Question: What should we include in the footer area of our e-mails?
Answer: Marketers often overlook this prime piece of e-mail real estate. In addition to the legally required physical address and opt-out information, your e-mail footer space can provide customers with important facts about your e-mail program, your company and your policies, such as:
The e-mail address the message was sent to. Because many people have more than one e-mail account, it is wise to include the address the message was sent to, as in, "This e-mail was sent to firstname.lastname@example.org." This makes troubleshooting opt-out problems much easier.
Why they are receiving the message. If you haven’t done it elsewhere in the mailing, you should include a statement about list origin, such as, "This mailing was sent to you because you asked for new product announcements from Company X." This helps remind the customer what he or she signed up for, and from whom.
Customer service contact information. Provide an e-mail address, call center or both. Remember to note hours of operation. You might also include the contact information for the customer’s account rep.

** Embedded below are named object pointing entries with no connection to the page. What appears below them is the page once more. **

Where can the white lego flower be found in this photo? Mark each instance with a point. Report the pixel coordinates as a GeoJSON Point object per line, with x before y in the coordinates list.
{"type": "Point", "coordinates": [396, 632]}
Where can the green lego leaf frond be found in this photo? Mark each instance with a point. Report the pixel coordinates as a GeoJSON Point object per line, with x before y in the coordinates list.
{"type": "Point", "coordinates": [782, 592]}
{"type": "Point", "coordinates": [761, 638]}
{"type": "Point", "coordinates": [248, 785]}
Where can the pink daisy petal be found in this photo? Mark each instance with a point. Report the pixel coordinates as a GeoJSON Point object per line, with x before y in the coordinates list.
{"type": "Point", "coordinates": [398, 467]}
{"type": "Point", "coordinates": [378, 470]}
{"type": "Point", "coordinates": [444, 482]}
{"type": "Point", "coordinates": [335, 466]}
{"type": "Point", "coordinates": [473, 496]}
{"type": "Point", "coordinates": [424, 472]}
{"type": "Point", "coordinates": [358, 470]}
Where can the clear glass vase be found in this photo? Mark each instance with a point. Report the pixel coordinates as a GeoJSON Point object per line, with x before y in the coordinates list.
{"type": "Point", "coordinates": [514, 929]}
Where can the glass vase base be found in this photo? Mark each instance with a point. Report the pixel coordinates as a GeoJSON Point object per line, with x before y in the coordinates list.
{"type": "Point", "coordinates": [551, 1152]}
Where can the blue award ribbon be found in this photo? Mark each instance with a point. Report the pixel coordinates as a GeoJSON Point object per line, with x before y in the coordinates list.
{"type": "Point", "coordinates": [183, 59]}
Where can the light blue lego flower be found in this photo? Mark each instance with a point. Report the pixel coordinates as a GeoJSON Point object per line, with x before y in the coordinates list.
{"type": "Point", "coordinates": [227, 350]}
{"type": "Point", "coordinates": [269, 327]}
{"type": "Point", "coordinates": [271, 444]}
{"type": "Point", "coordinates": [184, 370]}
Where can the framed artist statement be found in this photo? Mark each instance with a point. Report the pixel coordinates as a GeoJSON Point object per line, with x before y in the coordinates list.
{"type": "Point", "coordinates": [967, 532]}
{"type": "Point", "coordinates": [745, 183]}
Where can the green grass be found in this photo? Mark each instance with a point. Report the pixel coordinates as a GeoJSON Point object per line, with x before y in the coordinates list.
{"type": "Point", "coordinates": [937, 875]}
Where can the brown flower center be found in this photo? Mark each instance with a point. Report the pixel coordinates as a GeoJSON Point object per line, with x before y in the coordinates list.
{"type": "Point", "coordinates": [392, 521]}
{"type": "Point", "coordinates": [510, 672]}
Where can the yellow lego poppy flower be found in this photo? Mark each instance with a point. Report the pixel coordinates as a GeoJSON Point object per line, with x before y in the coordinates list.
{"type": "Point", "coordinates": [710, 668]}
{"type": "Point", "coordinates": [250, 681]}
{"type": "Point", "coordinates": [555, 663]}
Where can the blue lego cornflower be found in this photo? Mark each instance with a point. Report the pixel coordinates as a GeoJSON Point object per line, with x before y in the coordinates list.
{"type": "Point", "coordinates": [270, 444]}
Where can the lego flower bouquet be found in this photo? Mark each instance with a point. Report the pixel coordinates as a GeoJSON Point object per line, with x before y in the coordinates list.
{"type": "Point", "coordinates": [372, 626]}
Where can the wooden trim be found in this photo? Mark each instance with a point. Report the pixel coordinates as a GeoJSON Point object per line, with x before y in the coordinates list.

Copyright statement. Nearly every company Web site has a copyright statement in the footer, but a surprisingly large number of e-mails from those same companies lack copyright labeling.
Trademark. The most conservative companies also like to identify their proprietary marks in every document. Check with your legal department to see if this is a practice you might want to adopt.
One thing you never want to put in your footer is a statement about how well you comply with CAN-SPAM. Not only does it sound a bit self-serving, but ironically, it may actually increase your chances of getting filtered as spam.